Les bonnes pratiques que je retiens de ce document :

1. En premier lieu, le comité a ordonné un audit du projet, comprenant une analyse des risques suffisamment en amont dans le cycle du projet.

2. La première action couvre l’établissement de la gouvernance globale du projet, avec des rôles et responsabilités clairs :

Olympic delivery structures

  • L’équipe gouvernementale dirigeante des Jeux (appartenant au ‘Department  for Culture, Media and Sport’), avec le Board Olympique, contrôlent les 2 acteurs principaux (le LOCOG et l’ODA) en assurant une coordination avec les services gouvernementaux, et prennent en compte leurs conseils. « L’efficacité de la pléthore des organismes impliqués sera conditionnée par le fait que les projets individuels et le programme progressent comme prévu ».
  • Le Department, l’ODA et le LOCOG doivent identifier les fonctions essentielles à la réussite des Jeux, indiquer les compétences requises pour ces fonctions, et élaborer des stratégies pour retenir les individus, les connaissances et les compétences pour la durée du projet olympique. « La continuité des personnes clés sur les grands projets est la clé de la réussite »

3. Une action consiste à faire face à la date de livraison fixe et non négociable :

  • L’ODA (responsable des infrastructures) devra établir des accords d’incitation avec leurs sous-traitants qui traitent spécifiquement des risques accrus de dépassements des coûts et des insuffisances de qualité.

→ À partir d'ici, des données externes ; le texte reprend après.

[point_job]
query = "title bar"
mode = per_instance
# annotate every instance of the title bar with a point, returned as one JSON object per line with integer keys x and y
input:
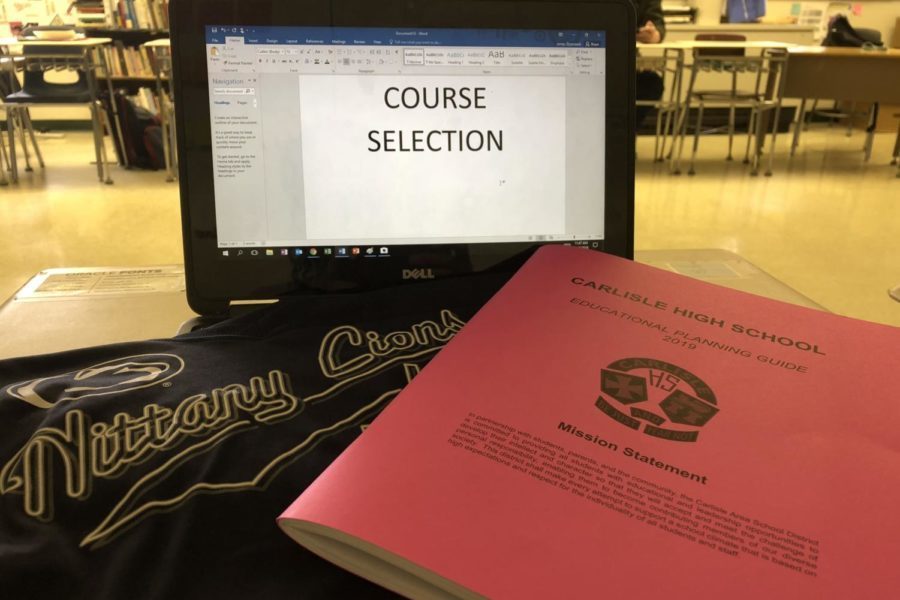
{"x": 382, "y": 36}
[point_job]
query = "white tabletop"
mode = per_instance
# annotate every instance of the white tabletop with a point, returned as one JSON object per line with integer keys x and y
{"x": 692, "y": 44}
{"x": 82, "y": 42}
{"x": 159, "y": 43}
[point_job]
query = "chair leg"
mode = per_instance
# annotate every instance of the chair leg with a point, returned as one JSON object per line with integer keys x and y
{"x": 30, "y": 126}
{"x": 4, "y": 163}
{"x": 696, "y": 137}
{"x": 797, "y": 126}
{"x": 850, "y": 118}
{"x": 731, "y": 109}
{"x": 774, "y": 136}
{"x": 751, "y": 128}
{"x": 103, "y": 121}
{"x": 666, "y": 133}
{"x": 895, "y": 160}
{"x": 757, "y": 146}
{"x": 656, "y": 153}
{"x": 20, "y": 128}
{"x": 812, "y": 111}
{"x": 870, "y": 131}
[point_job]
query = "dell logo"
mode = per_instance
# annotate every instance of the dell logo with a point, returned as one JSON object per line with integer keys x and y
{"x": 418, "y": 274}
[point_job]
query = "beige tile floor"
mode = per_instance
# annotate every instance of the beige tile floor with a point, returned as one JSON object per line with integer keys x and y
{"x": 826, "y": 224}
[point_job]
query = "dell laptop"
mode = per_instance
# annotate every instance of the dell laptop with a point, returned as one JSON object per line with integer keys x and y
{"x": 340, "y": 145}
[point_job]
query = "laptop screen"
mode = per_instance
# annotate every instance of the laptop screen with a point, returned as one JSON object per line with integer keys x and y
{"x": 336, "y": 142}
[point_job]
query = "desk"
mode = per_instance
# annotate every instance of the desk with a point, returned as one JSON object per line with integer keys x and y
{"x": 767, "y": 56}
{"x": 669, "y": 63}
{"x": 851, "y": 74}
{"x": 63, "y": 309}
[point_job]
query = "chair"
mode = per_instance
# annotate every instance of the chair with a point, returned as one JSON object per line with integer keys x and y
{"x": 763, "y": 96}
{"x": 837, "y": 112}
{"x": 668, "y": 67}
{"x": 43, "y": 59}
{"x": 18, "y": 116}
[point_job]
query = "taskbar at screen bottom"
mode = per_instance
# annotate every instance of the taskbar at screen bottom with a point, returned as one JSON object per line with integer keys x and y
{"x": 345, "y": 252}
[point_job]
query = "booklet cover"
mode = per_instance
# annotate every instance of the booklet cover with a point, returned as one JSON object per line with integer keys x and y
{"x": 605, "y": 429}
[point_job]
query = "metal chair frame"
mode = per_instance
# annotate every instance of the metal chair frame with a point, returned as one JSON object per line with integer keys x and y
{"x": 162, "y": 69}
{"x": 669, "y": 66}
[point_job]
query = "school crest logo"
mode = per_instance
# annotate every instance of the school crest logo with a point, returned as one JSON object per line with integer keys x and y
{"x": 657, "y": 398}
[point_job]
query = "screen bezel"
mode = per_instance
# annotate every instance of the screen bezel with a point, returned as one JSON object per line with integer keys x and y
{"x": 214, "y": 282}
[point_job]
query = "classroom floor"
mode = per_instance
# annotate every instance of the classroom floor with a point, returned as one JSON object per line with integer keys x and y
{"x": 826, "y": 223}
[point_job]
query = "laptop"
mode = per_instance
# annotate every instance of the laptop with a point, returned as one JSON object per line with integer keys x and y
{"x": 341, "y": 145}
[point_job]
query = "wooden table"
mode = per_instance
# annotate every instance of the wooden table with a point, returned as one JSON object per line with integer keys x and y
{"x": 91, "y": 50}
{"x": 849, "y": 74}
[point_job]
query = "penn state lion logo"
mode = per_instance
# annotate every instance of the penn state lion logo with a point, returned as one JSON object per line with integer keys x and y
{"x": 661, "y": 399}
{"x": 110, "y": 377}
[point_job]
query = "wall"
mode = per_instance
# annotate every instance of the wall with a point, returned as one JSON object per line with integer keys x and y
{"x": 874, "y": 14}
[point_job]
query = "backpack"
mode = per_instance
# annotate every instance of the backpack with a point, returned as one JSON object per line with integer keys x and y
{"x": 842, "y": 33}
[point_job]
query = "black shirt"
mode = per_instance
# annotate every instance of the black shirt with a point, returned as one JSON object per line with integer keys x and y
{"x": 156, "y": 469}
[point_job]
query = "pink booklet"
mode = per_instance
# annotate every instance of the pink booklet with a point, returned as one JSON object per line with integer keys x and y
{"x": 603, "y": 429}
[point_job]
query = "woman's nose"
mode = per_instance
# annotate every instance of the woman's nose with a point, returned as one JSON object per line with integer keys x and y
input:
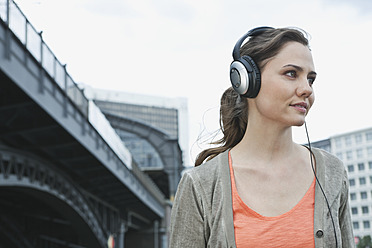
{"x": 304, "y": 88}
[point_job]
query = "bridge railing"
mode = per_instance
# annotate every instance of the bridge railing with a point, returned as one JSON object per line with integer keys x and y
{"x": 33, "y": 41}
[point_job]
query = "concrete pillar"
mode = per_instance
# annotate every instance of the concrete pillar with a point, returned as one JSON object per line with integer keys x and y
{"x": 121, "y": 236}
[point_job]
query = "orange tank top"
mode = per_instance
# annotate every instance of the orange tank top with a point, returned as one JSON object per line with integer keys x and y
{"x": 294, "y": 228}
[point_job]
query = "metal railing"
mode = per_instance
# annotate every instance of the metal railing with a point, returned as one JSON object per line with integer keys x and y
{"x": 33, "y": 41}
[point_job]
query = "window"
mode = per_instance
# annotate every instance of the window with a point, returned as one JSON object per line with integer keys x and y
{"x": 362, "y": 180}
{"x": 359, "y": 153}
{"x": 366, "y": 224}
{"x": 354, "y": 211}
{"x": 348, "y": 141}
{"x": 365, "y": 210}
{"x": 363, "y": 195}
{"x": 361, "y": 166}
{"x": 353, "y": 196}
{"x": 338, "y": 143}
{"x": 352, "y": 182}
{"x": 358, "y": 138}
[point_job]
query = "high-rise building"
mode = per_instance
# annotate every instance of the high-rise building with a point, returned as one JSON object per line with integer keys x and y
{"x": 154, "y": 129}
{"x": 355, "y": 150}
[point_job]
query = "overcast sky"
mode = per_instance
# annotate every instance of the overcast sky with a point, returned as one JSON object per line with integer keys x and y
{"x": 182, "y": 48}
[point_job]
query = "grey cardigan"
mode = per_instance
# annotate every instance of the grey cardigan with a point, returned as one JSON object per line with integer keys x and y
{"x": 202, "y": 213}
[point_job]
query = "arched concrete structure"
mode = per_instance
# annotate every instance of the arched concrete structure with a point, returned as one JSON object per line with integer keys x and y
{"x": 168, "y": 149}
{"x": 30, "y": 182}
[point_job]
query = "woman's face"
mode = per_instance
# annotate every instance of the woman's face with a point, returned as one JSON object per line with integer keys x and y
{"x": 286, "y": 93}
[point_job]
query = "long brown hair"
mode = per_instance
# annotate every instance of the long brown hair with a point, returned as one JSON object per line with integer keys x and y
{"x": 234, "y": 108}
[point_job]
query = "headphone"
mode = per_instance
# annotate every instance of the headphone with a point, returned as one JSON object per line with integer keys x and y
{"x": 245, "y": 75}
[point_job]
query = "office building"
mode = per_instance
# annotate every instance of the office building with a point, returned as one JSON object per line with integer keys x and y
{"x": 355, "y": 150}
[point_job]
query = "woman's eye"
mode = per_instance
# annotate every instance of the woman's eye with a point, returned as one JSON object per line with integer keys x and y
{"x": 291, "y": 74}
{"x": 311, "y": 81}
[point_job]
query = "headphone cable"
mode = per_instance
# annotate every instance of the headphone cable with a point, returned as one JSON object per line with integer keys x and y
{"x": 320, "y": 186}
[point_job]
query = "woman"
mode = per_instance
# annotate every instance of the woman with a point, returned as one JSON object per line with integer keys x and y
{"x": 258, "y": 188}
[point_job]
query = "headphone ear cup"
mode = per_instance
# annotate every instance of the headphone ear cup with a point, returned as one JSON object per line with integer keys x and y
{"x": 245, "y": 77}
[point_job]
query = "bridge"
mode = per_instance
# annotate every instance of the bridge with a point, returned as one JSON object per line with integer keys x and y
{"x": 66, "y": 179}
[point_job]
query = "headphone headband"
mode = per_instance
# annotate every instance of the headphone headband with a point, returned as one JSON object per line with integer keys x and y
{"x": 245, "y": 75}
{"x": 253, "y": 32}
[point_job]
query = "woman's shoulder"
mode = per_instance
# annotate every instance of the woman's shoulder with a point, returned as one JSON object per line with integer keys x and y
{"x": 210, "y": 170}
{"x": 328, "y": 160}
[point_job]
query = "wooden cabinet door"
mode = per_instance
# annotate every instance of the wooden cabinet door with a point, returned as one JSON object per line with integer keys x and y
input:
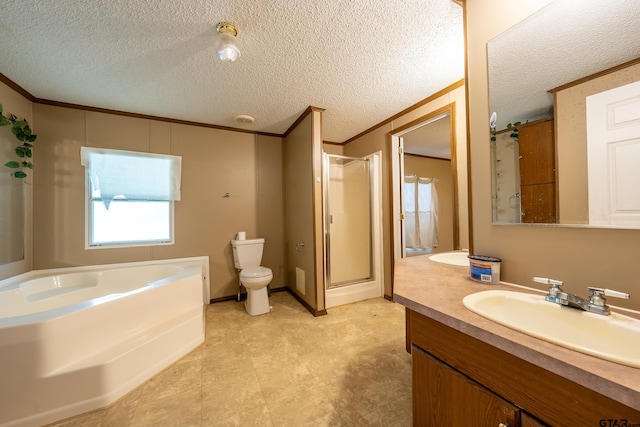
{"x": 537, "y": 153}
{"x": 444, "y": 397}
{"x": 537, "y": 172}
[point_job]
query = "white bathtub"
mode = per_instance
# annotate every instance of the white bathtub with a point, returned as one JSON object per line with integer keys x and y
{"x": 77, "y": 339}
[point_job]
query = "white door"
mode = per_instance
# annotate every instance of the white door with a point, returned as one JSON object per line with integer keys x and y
{"x": 613, "y": 152}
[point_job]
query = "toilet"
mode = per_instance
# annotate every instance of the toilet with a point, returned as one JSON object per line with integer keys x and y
{"x": 247, "y": 255}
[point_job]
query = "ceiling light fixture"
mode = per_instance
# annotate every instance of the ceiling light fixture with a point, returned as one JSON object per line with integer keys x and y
{"x": 226, "y": 43}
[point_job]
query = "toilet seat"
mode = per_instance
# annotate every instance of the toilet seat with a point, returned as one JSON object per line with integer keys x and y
{"x": 255, "y": 273}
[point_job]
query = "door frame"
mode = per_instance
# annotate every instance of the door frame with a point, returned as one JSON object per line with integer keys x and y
{"x": 397, "y": 172}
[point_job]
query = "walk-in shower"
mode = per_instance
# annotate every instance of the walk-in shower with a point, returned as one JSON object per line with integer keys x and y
{"x": 352, "y": 228}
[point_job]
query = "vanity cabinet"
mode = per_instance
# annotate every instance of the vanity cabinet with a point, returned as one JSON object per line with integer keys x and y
{"x": 444, "y": 397}
{"x": 459, "y": 380}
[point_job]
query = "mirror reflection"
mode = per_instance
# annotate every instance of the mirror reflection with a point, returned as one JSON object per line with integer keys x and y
{"x": 542, "y": 166}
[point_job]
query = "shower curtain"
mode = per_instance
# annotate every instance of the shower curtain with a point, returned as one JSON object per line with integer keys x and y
{"x": 421, "y": 212}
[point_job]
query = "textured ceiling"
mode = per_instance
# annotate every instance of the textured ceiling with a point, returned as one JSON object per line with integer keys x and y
{"x": 361, "y": 60}
{"x": 563, "y": 42}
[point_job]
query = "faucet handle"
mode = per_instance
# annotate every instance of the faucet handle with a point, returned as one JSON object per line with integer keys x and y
{"x": 599, "y": 292}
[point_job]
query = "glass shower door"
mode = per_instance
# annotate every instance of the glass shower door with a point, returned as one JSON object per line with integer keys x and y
{"x": 348, "y": 231}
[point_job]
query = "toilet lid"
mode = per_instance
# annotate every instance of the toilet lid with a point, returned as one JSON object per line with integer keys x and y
{"x": 253, "y": 272}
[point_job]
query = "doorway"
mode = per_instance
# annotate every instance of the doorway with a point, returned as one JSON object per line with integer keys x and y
{"x": 353, "y": 229}
{"x": 425, "y": 151}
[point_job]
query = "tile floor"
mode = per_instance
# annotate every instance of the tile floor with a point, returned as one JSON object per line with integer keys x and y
{"x": 285, "y": 368}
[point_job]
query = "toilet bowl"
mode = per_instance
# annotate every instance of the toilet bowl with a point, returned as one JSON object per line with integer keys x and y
{"x": 247, "y": 255}
{"x": 255, "y": 280}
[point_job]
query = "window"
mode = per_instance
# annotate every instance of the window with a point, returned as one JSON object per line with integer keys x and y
{"x": 130, "y": 197}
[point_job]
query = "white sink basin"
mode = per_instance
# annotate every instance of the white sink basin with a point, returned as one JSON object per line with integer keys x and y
{"x": 453, "y": 258}
{"x": 615, "y": 338}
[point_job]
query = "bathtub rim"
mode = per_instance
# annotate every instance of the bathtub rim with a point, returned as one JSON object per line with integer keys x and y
{"x": 43, "y": 316}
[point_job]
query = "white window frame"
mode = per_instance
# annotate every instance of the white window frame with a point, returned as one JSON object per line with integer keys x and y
{"x": 128, "y": 244}
{"x": 90, "y": 224}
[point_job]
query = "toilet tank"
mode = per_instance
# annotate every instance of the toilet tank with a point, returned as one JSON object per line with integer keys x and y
{"x": 247, "y": 253}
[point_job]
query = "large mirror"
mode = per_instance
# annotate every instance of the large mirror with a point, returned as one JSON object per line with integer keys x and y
{"x": 542, "y": 73}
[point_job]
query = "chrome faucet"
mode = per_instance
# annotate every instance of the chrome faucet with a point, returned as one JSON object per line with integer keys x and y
{"x": 596, "y": 303}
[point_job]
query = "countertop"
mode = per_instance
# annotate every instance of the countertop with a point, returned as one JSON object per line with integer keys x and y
{"x": 436, "y": 291}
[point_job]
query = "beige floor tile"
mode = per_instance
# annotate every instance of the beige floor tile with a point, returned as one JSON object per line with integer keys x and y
{"x": 309, "y": 408}
{"x": 284, "y": 368}
{"x": 183, "y": 409}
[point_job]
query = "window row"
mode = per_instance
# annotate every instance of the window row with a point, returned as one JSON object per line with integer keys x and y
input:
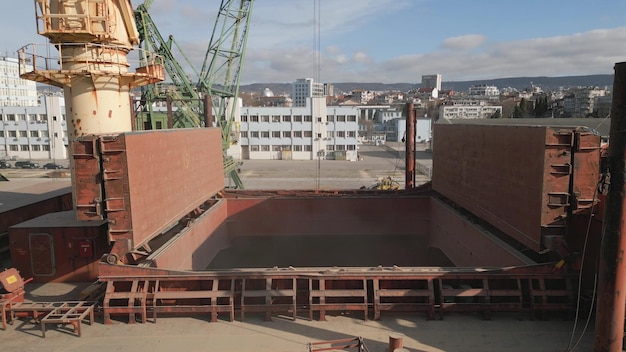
{"x": 295, "y": 134}
{"x": 296, "y": 118}
{"x": 26, "y": 147}
{"x": 298, "y": 148}
{"x": 36, "y": 134}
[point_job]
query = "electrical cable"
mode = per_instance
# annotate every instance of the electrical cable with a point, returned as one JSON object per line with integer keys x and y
{"x": 571, "y": 347}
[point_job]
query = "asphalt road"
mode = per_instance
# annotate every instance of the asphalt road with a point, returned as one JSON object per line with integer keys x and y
{"x": 377, "y": 162}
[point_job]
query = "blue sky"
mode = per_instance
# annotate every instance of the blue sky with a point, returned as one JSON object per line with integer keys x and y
{"x": 393, "y": 41}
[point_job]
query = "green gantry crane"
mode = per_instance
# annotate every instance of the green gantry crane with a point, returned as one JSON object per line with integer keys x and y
{"x": 219, "y": 77}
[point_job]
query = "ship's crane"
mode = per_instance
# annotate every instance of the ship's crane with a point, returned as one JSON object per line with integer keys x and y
{"x": 219, "y": 77}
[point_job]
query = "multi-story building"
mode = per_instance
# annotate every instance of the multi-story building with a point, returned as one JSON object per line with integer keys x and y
{"x": 581, "y": 102}
{"x": 484, "y": 91}
{"x": 477, "y": 111}
{"x": 31, "y": 126}
{"x": 362, "y": 96}
{"x": 299, "y": 133}
{"x": 15, "y": 91}
{"x": 432, "y": 81}
{"x": 304, "y": 88}
{"x": 35, "y": 132}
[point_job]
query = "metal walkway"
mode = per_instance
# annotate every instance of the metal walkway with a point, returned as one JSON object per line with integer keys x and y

4. Le contrôle des coûts et l’établissement des budgets prévisionnels seront renforcés, en établissant des règles plus strictes sur la globalité des coûts et des revenus des Jeux.

5. Mise en place de pratiques de sous-traitances et achats efficaces. Les processus mis en place par l’ODA semblent être satisfaisant, cependant le contrôle des partenaires et des achats devra être rigoureux. Le LOCOG devra mettre en place une politique rigoureuse des achats et de sous-traitance dès le début de l’année 2009.

6. L’accent est mis sur la réutilisation des infrastructures après les Jeux. Ce point ne semble pas assez clair au moment de l’analyse et n’atteint pas le degré de satisfaction escompté. Un plan détaillé incluant les bénéfices à long terme des équipements devra être fourni au plus vite.

7. Mise en place du contrôle des progrès et des risques. L’accent est mis sur ce point qui n’est pas satisfaisant pour le moment. Pour le programme dans son ensemble, intégrant 42 sous-objectifs assignés à 17 organisations, le Department devra élaborer un système de reporting  des progrès et des risques en temps réel, et qui fournit un avertissement précoce des difficultés potentielles. Ce système devra être intégré dans chaque organisation.

J’espère vous avoir donné envie de lire ce document, que j’ai trouvé passionnant, notamment le détail des discussions de la commission d’audit.